A dominant theme in American history is access to freedom. Many groups have either

been granted or denied certain liberties and freedoms. Depending on one’s race, gender, or

status as an immigrant, notions of liberty, freedom, oppression, and justice differ.

Jacob Riis’ How the Other Half Lives detailed the disparaging conditions in which

immigrants and laborers lived and toiled in New York City. He listed the “bald facts” of the

situation in New York to argue that tenements were a necessary reality. Based on that

proposition, he felt the best way to improve the lives of those living in tenements was to follow

the example of Ellen Collins and renovate and regulate the properties. Although Riis displayed

some concern, he never challenged the fact that tenements should exist or that immigrants and

workers should labor in industries that created the conditions he feared. It was clear that Riis felt

that these were workers were not permitted the same types of freedoms to which he and

landlords like Miss Collins were entitled.

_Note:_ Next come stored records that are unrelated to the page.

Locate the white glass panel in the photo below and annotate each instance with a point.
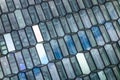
(9, 42)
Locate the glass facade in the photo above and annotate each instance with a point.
(59, 39)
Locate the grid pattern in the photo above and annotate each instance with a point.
(59, 39)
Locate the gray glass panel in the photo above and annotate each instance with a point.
(27, 58)
(13, 63)
(16, 40)
(10, 5)
(30, 35)
(13, 21)
(6, 23)
(20, 19)
(26, 17)
(33, 14)
(34, 56)
(23, 38)
(72, 23)
(58, 27)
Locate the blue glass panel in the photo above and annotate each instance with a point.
(70, 44)
(84, 40)
(56, 49)
(98, 36)
(22, 76)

The story of the city slave girls detailed the problems that the workers of whom Riis

spoke faced. Young female workers lived in filth and barely survived. This description is

especially telling in that it does what Riis failed to do: condemn the shop owners and employers

who were responsible for the conditions in which poor and immigrant laborers sweated.

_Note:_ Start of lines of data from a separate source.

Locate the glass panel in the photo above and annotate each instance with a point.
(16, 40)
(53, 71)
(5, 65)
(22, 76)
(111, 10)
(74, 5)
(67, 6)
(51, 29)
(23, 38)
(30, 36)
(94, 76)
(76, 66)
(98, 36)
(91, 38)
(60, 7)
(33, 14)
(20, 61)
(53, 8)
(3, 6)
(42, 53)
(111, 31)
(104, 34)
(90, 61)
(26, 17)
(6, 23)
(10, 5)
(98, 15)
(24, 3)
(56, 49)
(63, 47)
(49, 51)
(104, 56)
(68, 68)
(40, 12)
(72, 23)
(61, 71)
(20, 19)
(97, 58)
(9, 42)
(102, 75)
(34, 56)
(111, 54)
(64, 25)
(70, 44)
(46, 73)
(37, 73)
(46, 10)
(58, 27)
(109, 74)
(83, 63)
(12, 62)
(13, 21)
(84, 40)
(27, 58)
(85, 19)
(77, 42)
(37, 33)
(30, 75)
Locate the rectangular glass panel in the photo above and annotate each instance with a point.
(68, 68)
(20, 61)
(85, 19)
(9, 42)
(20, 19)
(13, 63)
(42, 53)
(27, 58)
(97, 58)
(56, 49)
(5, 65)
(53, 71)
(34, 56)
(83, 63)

Sitting Bull provides the clearest example of a denial of liberty and freedom. He

criticized the lifestyle that whites pushed as a form of slavery. Nothing in the white world

matched the freedoms to which Sitting Bull’s people were accustomed. White men had many

things to offer his people, but lacked what they wanted most, freedom. This document is also

notable for Sitting Bull’s eloquence: he is obviously articulate, challenging stereotypes of Native

ignorance. He skillfully countered white arguments by claiming that, regardless of previous

disputes, his people had never told whites how to live; they never deprived whites of liberty.